Identifying files that changed in the last hour

4

Right now I use python to figure out files that have been modified in the past hour. This is really slow on my network (~50000 files - and checking each one's timestamp). I have a custom script to which I pass this list - it does some transfers/logging in/etc on a remote server.

I want to speed up the file list generation time (it takes ~15-20mins to just figure out the file list). Any suggestions?

One thing that might be helpful is that the network has a netapp filer. That filer creates those .snapshot dirs. Can I somehow hook into the filer (through the API?) and figure out a list that changed recently?

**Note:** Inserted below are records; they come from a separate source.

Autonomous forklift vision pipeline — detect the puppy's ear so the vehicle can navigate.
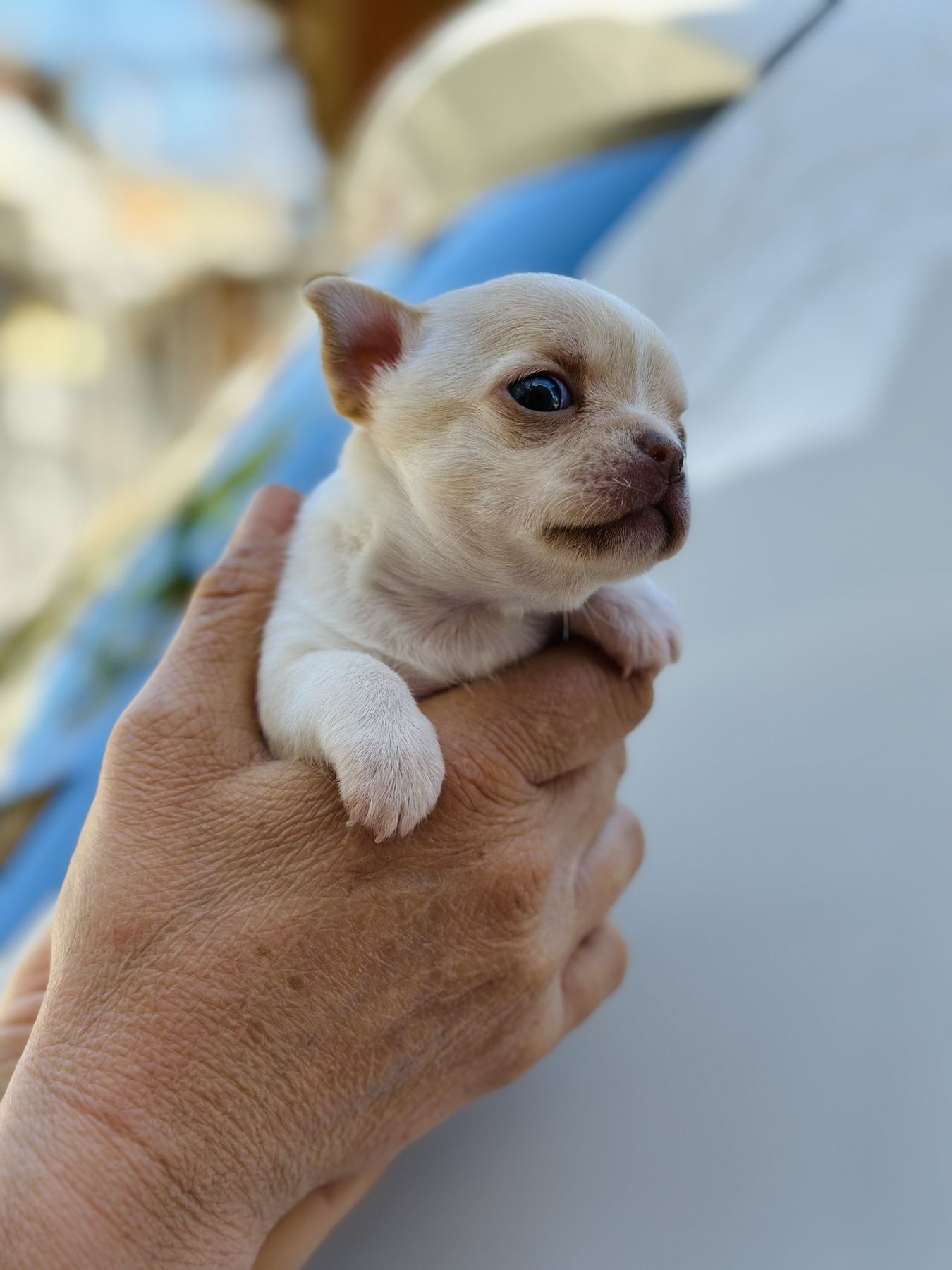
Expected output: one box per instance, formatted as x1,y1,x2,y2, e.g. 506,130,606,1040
305,274,420,423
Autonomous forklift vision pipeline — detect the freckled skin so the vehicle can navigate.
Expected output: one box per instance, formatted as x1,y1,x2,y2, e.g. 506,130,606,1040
0,490,651,1270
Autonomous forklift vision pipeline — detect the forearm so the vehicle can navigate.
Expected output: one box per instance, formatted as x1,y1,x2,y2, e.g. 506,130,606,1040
0,1063,257,1270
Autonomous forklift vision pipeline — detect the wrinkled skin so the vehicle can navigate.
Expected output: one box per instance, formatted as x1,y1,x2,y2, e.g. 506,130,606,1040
0,488,651,1270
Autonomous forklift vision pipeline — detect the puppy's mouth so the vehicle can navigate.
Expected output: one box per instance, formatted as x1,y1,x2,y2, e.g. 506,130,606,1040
542,475,690,560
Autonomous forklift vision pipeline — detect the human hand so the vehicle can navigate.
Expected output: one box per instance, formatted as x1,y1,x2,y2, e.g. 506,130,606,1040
0,490,651,1270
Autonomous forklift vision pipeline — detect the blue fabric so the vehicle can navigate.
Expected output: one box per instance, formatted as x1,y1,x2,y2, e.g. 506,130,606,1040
0,133,692,941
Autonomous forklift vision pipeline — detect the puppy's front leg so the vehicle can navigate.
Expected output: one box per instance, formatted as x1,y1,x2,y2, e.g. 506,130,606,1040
568,578,682,678
259,651,444,842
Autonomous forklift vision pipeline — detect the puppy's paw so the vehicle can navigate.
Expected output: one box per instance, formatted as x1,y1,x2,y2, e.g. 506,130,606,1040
334,705,444,842
580,578,682,678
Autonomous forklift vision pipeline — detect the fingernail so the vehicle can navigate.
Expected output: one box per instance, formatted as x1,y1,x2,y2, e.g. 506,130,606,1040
231,485,301,546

If you're not familiar with the NetApp API, suggestions on how to generate a file list (fast!) with unix commands would be great! (BTW, this is a network filesystem - so there will be multiple machines making changes).

Utkarsh Sinha

Posted 2013-07-02T13:46:35.950

Reputation: 1 327

Answers

4

Just use find:

find /path/to/dir/ -mmin -61

Relevant options:

   -mmin n
          File's data was last modified n minutes ago.
   Numeric arguments can be specified as

   +n     for greater than n,

   -n     for less than n,

   n      for exactly n.

So, -mmin -61 means "find files that have been modified less than 61 minutes ago", in other words, those that have been modified in the last hour.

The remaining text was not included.